Comparative material-testing of the vellum supports of the Mannheim Schnorr and La Bella Principessa were anticipated to occur in the New York federal court lawsuit Marchig v. Christie's, brought in May 2010 by the original owner of La Bella Principessa, who accused Christie's of breach of fiduciary duty, negligent misrepresentation and other claims. However, the court dismissed the suit on the ground that the claims were brought years too late (Statute of Limitations and Laches), and thus the merits of the suit were never addressed. The district court decision was upheld on appeal.

Disagreements with the attribution to Leonardo were made before the discovery of the missing page in the Warsaw Sforziada book. No alternative attribution has been accepted by Kemp or his research group. Kline claims that no comparative scientific analysis has been made of the vellum supports in question: the Warsaw Sforziada book, the Mannheim Schnorr (an alternate attribution), and La Bella Principessa, although Kemp and Cotte have shown a close match between the vellum of the portrait and the book. Further analysis of the vellum could possibly provide the conclusive evidence that may support or disqualify Schnorr's authorship.

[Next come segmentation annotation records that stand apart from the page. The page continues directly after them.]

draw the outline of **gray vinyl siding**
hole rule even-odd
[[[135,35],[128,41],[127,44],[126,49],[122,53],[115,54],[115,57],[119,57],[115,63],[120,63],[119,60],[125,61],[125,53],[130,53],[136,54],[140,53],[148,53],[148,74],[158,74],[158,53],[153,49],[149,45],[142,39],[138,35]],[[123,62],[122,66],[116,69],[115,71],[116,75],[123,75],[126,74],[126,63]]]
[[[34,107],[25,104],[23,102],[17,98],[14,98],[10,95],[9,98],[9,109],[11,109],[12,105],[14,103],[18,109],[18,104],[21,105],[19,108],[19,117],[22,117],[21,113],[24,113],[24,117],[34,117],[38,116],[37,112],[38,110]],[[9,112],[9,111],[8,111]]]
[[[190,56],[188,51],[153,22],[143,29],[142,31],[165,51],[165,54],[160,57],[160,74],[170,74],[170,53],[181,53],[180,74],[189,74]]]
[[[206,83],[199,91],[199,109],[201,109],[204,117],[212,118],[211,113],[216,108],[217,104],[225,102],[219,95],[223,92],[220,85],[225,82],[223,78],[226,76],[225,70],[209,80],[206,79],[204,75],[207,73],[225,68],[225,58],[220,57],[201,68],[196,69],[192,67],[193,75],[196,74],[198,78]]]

In November 2015, notorious art forger Shaun Greenhalgh claimed that he created the work in 1978, at the age of 20; Greenhalgh said the woman's face is that of a supermarket check-out girl named Sally who worked in Bolton, outside Manchester. In his memoir A Forger's Tale, written in prison, Greenhalgh claims as a 17 year old to have forged the drawing by obtaining an old piece of vellum from a reused 1587 land deed. Kemp said he found the claim hilarious and ridiculous.

==Popular culture==
The work of art was studied on the PBS program NOVA in 2012 in a program titled Mystery of a Masterpiece, from NOVA/National Geographic/PBS, which aired on January 25, 2012.